A signed Offer to Purchase can feel final, but many property transactions fall apart after this stage. According to Aneeqah Andrews, founder and director of Andrews Property Group, many deals fail due to avoidable errors.
“Many deals fall through due to preventable mistakes, often financial or due to poor preparation. Buyers sometimes make rushed decisions without fully understanding the property or their own financial limitations,” she says.
Samuel Seeff, chairman of the Seeff Property Group, explains the legal reality. “Once signed by both buyer and seller, an Offer to Purchase becomes a legally binding contract.” He adds that buyers cannot withdraw without consequences unless specific conditions apply. The cooling-off period only applies to properties priced below R250,000.
So why do deals still fall through?
Financing failures and affordability issues
The most common reason remains failed financing. “Most buyers rely on bank finance,” says Seeff. “If a buyer cannot secure a home loan due to credit or affordability issues, the OTP becomes null and void.”
Andrews highlights a frequent mistake after approval. Buyers sometimes take on new debt, such as purchasing a car, which changes their affordability. “Banks can withdraw bond approval, derailing the entire deal,” she warns.
She stresses discipline. “Do not spend recklessly once your bond is approved. The process only ends when the transfer is registered.”
Seeff adds that some offers are contingent on the sale of an existing property. “If that sale does not happen within the agreed time, the offer becomes null and void.”
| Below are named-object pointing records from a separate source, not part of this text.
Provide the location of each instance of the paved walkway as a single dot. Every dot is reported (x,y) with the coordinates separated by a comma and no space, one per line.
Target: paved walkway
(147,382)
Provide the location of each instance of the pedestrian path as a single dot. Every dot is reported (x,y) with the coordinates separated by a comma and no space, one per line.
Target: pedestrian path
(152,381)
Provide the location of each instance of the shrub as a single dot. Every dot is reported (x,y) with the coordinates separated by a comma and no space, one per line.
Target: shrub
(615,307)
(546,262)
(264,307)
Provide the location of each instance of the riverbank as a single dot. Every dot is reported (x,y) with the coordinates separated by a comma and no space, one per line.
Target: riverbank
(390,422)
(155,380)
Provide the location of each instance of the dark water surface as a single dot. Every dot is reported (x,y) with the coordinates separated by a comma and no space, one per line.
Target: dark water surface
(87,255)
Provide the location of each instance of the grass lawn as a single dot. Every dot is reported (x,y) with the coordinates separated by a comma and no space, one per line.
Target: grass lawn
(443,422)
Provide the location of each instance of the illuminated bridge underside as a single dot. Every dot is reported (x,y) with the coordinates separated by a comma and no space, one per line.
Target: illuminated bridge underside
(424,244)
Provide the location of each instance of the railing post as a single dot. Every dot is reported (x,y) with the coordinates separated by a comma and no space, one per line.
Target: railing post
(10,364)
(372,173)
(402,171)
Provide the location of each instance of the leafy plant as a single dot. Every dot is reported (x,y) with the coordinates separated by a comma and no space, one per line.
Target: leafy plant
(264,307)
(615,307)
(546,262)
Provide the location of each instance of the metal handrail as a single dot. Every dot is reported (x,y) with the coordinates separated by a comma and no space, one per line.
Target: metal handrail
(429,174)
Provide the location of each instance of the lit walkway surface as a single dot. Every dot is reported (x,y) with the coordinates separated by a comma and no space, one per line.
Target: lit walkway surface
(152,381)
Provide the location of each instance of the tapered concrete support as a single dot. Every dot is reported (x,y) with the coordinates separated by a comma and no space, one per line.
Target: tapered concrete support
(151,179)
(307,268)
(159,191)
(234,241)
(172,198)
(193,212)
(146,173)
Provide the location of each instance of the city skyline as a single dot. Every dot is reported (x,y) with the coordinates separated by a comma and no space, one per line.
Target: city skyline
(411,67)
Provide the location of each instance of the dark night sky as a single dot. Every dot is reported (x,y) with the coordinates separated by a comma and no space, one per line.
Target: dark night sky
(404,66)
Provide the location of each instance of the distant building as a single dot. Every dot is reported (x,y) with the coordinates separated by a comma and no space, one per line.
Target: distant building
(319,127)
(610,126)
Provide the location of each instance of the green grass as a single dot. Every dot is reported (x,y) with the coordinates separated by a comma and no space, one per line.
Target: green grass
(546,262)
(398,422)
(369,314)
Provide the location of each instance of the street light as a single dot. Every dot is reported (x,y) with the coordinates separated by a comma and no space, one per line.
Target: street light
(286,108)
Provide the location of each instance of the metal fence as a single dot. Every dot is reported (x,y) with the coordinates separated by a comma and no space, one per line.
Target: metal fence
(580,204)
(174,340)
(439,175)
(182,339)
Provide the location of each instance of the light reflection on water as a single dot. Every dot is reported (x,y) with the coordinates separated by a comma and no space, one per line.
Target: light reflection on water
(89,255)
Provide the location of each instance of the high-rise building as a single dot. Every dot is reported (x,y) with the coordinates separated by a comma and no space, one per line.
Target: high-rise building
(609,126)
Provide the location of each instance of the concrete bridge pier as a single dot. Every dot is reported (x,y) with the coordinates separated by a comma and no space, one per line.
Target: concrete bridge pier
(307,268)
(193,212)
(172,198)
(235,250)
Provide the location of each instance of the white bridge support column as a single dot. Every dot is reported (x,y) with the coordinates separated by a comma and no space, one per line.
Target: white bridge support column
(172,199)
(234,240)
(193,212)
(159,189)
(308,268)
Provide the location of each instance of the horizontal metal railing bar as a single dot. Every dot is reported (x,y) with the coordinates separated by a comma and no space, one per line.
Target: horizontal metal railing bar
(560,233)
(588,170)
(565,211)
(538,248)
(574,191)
Economic shifts also pose risks. Rising interest rates, inflation, or job instability during the transfer period can disqualify buyers who initially qualified.
Emotional decisions and buyer’s remorse
While less common than financial issues, emotional decisions still matter. Andrews notes that rushed purchases often lead to regret. Buyers may not view the property enough times or consider daily realities such as commuting routes or body corporate finances.
Property condition also plays a role. “If significant defects are uncovered, buyers may withdraw or demand a major price reduction,” says Seeff.
Andrews urges thorough checks. “Buyers should bring in professionals such as builders or electricians. You cannot rely on appearances alone.”
She also advises requesting the mandatory disclosure document and reviewing defects upfront.
Repairs, compliance, and legal risks
Deals also collapse when sellers fail to complete agreed-upon repairs. “If these are not done within the agreed time or to the buyer’s satisfaction, the sale may fail,” says Seeff.
Compliance certificates remain a legal requirement. These include electrical, gas, and plumbing certificates. “Failure to obtain these within the agreed period gives the buyer grounds to withdraw or renegotiate,” he explains.
Unlawful structures present another major risk. Missing municipal approvals can lead to delays, additional costs, or even demolition.
Andrews notes that banks may reject bond applications if valuators identify unapproved structures or discrepancies with municipal plans.
The pressure of the 72-hour clause
Many buyers overlook the 72-hour clause. Andrews explains that if the seller receives a superior offer, the buyer must satisfy suspensive conditions within 72 hours of notice, or risk losing the property.
This clause places pressure on buyers to move quickly and remain organised throughout the due diligence and bond process.
Preparation reduces risk
Property transactions require more than a signed document. Careful preparation, financial discipline, and proper inspections reduce the risk of a deal collapsing.
With the right guidance and attention to detail, buyers and sellers improve their chances of reaching registration without disruption.